By Sarah Butrymowicz and Geoff Decker
(From The Hechinger Report, March 6th, 2013)
Teachers from across the state began descending on Albany Tuesday for a series of high-profile meetings with lawmakers, a small but significant part of their unions’ overall lobbying strategies.
A high school marching band started off the New York State United Teachers’ lobby day in the late morning, leading hundreds bused in from around the state on a parade outside the state Capitol building. At a rally, the crowd asked for more school funding and called Gov. Andrew Cuomo’s budget, which increases state aid by 4.4 percent, “bananas” because it wasn’t enough.
Today’s message will feature a different union — the city’s United Federation of Teachers — with different budget priorities and a more powerful audience. The UFT wants money for teacher training centers, community schools, and child care, and it has reserved speaking slots at its rally for the legislature’s three leaders: Assemblyman Sheldon Silver, Senate Republican Dean Skelos and Senate Democrat Jeff Klein.
The two lobby days are among the most visible manifestations of the unions’ annual behind-the-scenes effort to influence how state policies are shaped and money is spent. Each year, New York’s teacher unions spend millions to organize large rallies, launch statewide advertising campaigns and pay teams of staff lobbyists to work directly with elected officials on specific legislation.
The UFT spent more than $1.86 million on lobbying expenses in 2012, including thousands of dollars on catering for phone banks, cell phone reimbursements and postage, according to records filed with the New York State Ethics Commission. And while NYSUT spent dramatically less on lobbying than in previous years, the state union still spent $1.7 million last year.
The two unions, like many of their counterparts across the country, are an ever-present force at the state capitol, lobbying legislators and organizing their members to reach out to them. Put together, the unions represent about 800,000 teachers, school staff, nurses, college faculty (and even more than 1,000 lifeguards). By staying closely involved, they’ve been able to score key legislative victories – and soften the blows of some defeats.
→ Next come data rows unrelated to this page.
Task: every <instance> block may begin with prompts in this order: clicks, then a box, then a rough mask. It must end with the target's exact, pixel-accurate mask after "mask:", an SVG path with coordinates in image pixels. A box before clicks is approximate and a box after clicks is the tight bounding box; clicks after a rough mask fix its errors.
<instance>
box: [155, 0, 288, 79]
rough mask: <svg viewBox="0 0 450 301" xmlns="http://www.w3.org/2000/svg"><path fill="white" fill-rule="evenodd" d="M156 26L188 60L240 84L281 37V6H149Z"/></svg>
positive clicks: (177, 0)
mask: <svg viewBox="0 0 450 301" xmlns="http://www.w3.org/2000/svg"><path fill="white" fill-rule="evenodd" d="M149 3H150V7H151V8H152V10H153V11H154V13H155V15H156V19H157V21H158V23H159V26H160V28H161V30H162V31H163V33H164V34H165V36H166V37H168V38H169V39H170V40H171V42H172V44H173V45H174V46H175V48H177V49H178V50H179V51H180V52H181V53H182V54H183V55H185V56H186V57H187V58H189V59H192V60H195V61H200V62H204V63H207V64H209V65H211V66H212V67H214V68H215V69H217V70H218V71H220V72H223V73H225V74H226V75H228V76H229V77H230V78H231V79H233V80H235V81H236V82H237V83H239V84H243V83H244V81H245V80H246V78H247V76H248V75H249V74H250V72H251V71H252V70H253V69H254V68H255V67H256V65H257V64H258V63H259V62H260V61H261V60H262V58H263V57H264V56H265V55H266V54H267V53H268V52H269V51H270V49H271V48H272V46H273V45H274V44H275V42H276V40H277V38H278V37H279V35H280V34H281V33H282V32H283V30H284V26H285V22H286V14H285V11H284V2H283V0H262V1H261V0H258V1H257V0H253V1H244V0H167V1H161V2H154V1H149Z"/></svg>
“The real power of the unions is not so much the dollar amount in any given year,” said Joe Williams, director of Democrats for Education Reform, an advocacy group that contributes to reform-minded Democrats and lobbies for specific education policies. “The fact that they go at it year after year after year forces groups that are pushing ideas and the legislation that the unions [are] opposed to to be very smart about selecting issues.”